You can’t always trust how you feel. You can’t always trust your judgment. You know that oftentimes your heart will lead you in directions your brain knows aren’t good for you. You know you need to trust your head. You know your heart can lie. And yet, it’s your heart.
It’s this constant battle of the wills — the brain versus the heart, sanity versus neurosis, relative peace versus chaos.
For years, I followed my heart. I went with my gut, with my feelings. It’s just who I am. It’s how I’m made. But one day I had to turn that off. I learned that survival meant that sometimes my deepest feelings just simply could not be trusted. They would lead me to despair. They would lead me to darkened corners in lightless rooms, trying to still everything around me in an attempt to quiet the storm raging within.

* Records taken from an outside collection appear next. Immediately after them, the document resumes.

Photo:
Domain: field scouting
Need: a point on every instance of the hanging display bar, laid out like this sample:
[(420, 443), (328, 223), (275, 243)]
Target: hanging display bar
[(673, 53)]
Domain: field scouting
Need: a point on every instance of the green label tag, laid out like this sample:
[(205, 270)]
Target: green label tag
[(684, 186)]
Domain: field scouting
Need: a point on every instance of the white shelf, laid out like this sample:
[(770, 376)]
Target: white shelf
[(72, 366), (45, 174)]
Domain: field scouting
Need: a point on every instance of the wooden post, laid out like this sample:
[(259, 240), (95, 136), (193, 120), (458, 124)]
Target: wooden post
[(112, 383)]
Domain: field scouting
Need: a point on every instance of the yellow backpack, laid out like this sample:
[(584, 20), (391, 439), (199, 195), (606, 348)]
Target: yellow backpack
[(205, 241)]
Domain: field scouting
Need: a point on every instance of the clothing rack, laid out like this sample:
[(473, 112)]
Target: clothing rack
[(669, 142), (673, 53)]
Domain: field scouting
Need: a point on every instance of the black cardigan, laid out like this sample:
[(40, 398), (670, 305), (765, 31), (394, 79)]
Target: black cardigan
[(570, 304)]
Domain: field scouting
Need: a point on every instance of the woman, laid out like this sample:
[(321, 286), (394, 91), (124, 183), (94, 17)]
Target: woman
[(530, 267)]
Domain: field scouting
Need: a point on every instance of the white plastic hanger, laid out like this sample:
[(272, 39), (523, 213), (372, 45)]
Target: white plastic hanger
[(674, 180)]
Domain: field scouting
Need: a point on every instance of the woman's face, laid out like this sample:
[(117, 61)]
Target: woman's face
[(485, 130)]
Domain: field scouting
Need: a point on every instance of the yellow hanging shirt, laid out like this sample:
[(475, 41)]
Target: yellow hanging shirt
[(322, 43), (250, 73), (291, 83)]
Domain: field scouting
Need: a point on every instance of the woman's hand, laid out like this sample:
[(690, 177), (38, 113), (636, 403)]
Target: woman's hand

And I’m writing all of this not for pity or to dwell in self pity. I write it to answer the question, “why me?”
Yesterday, I logged into Facebook, and I found the answer to that very question staring me straight in the face.
Why me? Why do I have to fight my battles?
Why you? Why must you wake up each day and put on your armor and fight your battles?
It’s simple. It’s because the fire purifies, and the battle makes us real.
Every day I look at my little girls, and I am overtaken by their innocence. There is this feral instinct within me to protect them. To protect that innocence. I think any of us looking innocence in the eye has that same reaction. It’s rare and it’s pure and it is as luminescent as the sun.
But they won’t keep it. None of us can.
I always thought that was the tragedy of life. But what if it’s also the glory of it? What if our outsides have to get roughed up? What if our hearts must be pummeled and trashed and broken down?
What if it’s the struggle that finally and ultimately will make us real?